Carl J. Strikwerda, president of Pennsylvania’s Elizabethtown College, called the findings “promising.”
“We should do more work on actual pathways on which people get to the president,” said Strikwerda, who wrote about paths to the presidency in an essay for Inside Higher Ed last year. “I think the categories ‘traditional’ and ‘nontraditional’ are not particularly helpful. We’ve got to be more subtle than that.”
He said much of the previous research on how people get to the presidency has focused simply on the person’s previous job.
“Most of us in academia don’t find that a particularly useful piece of information,” he said. “What’s more interesting is to look at clusters: Which institutions had a lot of people go through as maybe a dean or some other kind of administrator?”

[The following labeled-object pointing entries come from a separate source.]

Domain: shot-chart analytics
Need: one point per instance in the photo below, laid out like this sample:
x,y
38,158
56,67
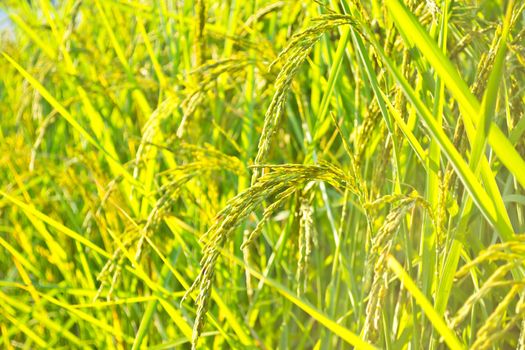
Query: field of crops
x,y
262,174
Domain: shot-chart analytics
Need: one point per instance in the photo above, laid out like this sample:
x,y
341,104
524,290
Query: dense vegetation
x,y
262,174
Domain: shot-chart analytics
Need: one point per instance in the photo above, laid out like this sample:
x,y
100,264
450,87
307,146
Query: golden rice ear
x,y
294,54
278,184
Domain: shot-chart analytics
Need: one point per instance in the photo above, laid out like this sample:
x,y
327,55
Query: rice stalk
x,y
277,185
293,55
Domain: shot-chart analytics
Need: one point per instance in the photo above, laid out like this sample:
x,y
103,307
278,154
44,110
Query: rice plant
x,y
262,174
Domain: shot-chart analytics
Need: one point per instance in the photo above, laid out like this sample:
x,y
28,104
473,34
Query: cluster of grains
x,y
278,184
381,247
306,239
200,161
293,56
502,319
208,75
151,129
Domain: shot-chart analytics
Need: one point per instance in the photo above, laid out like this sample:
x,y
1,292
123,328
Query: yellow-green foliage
x,y
262,174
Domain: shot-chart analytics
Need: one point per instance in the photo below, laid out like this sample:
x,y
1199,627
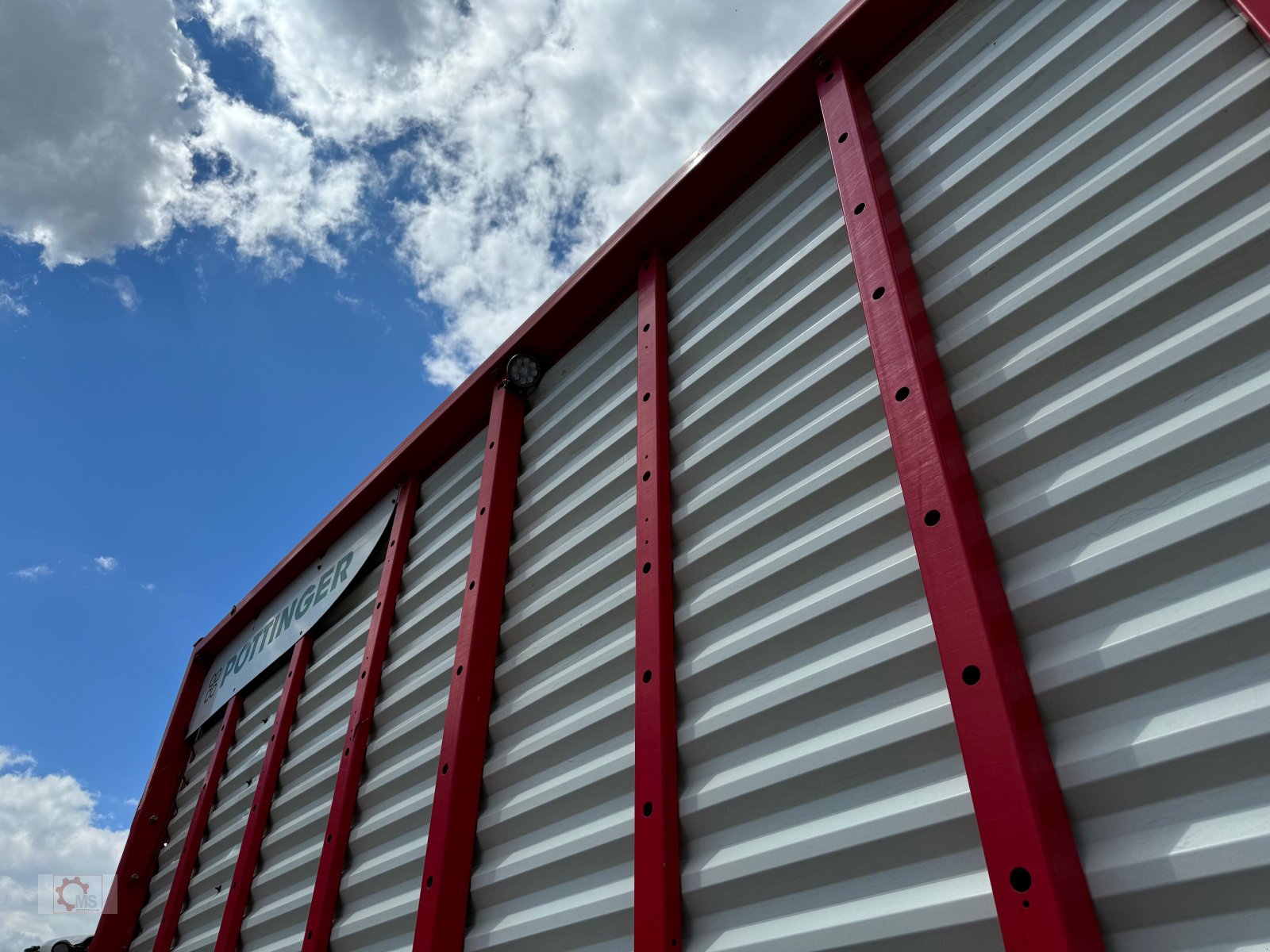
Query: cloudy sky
x,y
245,247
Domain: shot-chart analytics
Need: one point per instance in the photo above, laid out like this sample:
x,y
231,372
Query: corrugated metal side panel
x,y
298,822
1086,192
825,803
148,923
380,892
201,919
554,867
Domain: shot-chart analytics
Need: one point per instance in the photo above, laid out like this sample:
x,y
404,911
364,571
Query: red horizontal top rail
x,y
266,786
348,780
179,888
865,33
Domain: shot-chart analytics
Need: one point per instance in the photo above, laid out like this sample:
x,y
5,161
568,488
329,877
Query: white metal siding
x,y
554,841
283,881
1086,190
380,890
825,804
187,797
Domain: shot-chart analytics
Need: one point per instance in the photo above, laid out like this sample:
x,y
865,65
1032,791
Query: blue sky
x,y
194,440
245,248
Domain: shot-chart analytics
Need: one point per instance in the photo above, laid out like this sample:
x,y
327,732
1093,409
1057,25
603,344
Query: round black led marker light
x,y
524,372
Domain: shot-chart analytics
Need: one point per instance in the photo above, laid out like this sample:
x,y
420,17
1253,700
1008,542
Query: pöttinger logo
x,y
75,892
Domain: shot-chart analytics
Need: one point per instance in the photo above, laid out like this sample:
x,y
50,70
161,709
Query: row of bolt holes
x,y
1019,877
1020,880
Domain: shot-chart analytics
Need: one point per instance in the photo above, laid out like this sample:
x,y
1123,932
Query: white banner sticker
x,y
296,611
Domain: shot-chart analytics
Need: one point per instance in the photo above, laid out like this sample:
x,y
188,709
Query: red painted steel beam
x,y
456,799
266,786
197,828
1257,16
149,831
343,803
1043,901
657,785
867,32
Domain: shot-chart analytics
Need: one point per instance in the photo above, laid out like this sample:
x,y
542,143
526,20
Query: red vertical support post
x,y
197,828
343,803
266,786
1041,898
657,787
149,831
452,831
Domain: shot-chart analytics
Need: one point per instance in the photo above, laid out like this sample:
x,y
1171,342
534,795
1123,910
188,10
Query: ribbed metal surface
x,y
298,820
380,890
196,771
825,803
556,835
1086,192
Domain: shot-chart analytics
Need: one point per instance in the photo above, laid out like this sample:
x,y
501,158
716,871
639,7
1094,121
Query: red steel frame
x,y
657,787
343,803
150,823
867,35
266,786
179,888
456,800
1043,901
1257,14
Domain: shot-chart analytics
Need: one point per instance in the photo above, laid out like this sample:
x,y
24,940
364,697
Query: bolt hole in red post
x,y
1018,803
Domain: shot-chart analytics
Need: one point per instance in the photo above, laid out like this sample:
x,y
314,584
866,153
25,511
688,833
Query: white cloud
x,y
32,573
124,289
48,825
545,124
107,112
12,298
522,132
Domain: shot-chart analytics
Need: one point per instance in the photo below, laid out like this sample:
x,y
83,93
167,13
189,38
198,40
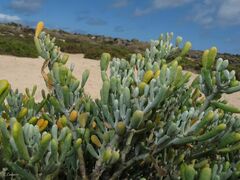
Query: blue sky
x,y
205,23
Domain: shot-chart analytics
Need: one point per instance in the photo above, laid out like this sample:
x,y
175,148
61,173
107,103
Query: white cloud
x,y
229,12
120,3
217,13
160,4
4,18
26,5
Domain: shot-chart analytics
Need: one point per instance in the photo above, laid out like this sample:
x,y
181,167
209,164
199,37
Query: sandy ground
x,y
25,72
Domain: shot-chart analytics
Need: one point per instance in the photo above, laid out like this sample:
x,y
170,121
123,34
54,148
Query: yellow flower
x,y
39,28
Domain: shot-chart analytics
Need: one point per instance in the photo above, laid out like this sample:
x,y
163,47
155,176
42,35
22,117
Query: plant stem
x,y
82,164
127,164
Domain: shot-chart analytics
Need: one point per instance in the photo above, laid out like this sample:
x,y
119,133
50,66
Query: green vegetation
x,y
149,122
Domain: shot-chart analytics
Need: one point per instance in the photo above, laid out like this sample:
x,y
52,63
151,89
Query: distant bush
x,y
17,46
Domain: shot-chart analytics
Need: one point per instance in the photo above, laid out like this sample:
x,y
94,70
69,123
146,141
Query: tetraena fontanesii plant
x,y
150,122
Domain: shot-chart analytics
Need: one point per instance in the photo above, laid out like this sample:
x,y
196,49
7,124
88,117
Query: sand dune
x,y
25,72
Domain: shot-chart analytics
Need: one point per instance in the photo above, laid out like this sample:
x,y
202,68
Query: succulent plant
x,y
150,122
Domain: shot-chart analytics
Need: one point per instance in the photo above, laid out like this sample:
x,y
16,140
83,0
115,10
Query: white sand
x,y
25,72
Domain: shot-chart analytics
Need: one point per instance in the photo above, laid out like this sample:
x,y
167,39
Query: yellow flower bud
x,y
39,28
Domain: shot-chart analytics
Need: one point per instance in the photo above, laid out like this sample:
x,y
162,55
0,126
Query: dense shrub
x,y
149,123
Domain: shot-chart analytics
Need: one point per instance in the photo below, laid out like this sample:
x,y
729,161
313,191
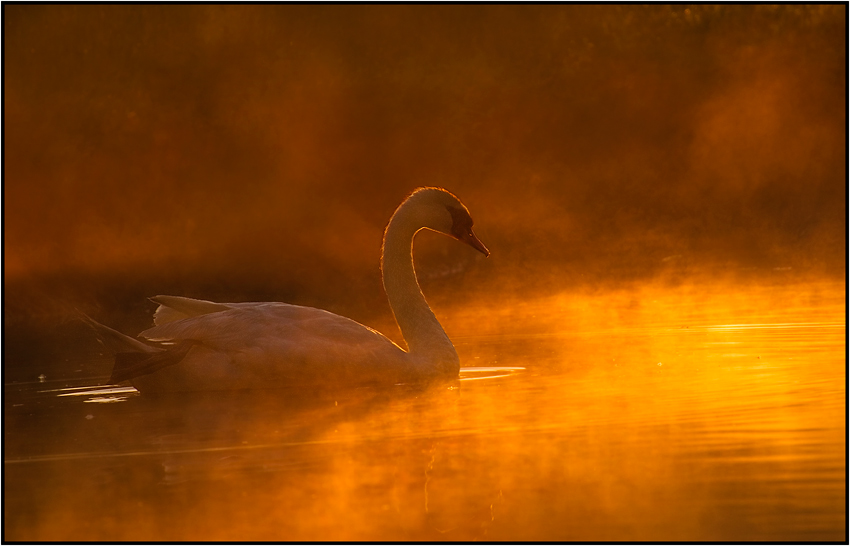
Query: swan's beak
x,y
474,242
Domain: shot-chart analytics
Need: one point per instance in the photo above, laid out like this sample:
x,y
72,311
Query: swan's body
x,y
201,345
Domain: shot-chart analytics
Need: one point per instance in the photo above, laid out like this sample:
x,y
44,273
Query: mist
x,y
256,152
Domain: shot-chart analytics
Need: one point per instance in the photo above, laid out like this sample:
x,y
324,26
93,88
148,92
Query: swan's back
x,y
262,345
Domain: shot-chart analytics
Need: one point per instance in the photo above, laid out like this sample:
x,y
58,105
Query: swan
x,y
198,345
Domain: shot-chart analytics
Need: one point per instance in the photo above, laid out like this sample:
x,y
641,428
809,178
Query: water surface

He noted that as a history professor and associate dean at the University of Kansas from 1987 to 2004, he worked with “about six or eight people who are college presidents now — we were all at Kansas at the same time.”
A more meaningful question than “What was your previous job?” is “What are the kinds of institutions, and especially even at a point in time, where those people actually got influenced enough to become a president?”
While most of his Kansas colleagues were tenure track, a few weren’t. Among the presidents of colleges near Elizabethtown, he said, several were “academically acculturated” in universities, but not necessarily tenure-track faculty. “That’s a very important subsector of potential presidents,” he said.
“The successful nontraditional presidents who come particularly to public institutions are ones who have the ability to understand the academic culture and actually still thrive in it,” he said, citing former U.S. defense secretary Robert Gates, at one time the president of Texas A&M University. Gates is now chancellor of the College of William & Mary.
“You have to be a very sharp, culturally sensitive individual to be successful,” Strikwerda said. “You can do it — you just have to be sort of an amateur anthropologist: ‘How does this group work? What are the codes? How do I create change here?’ You can’t just take a lesson directly from one sector to another.”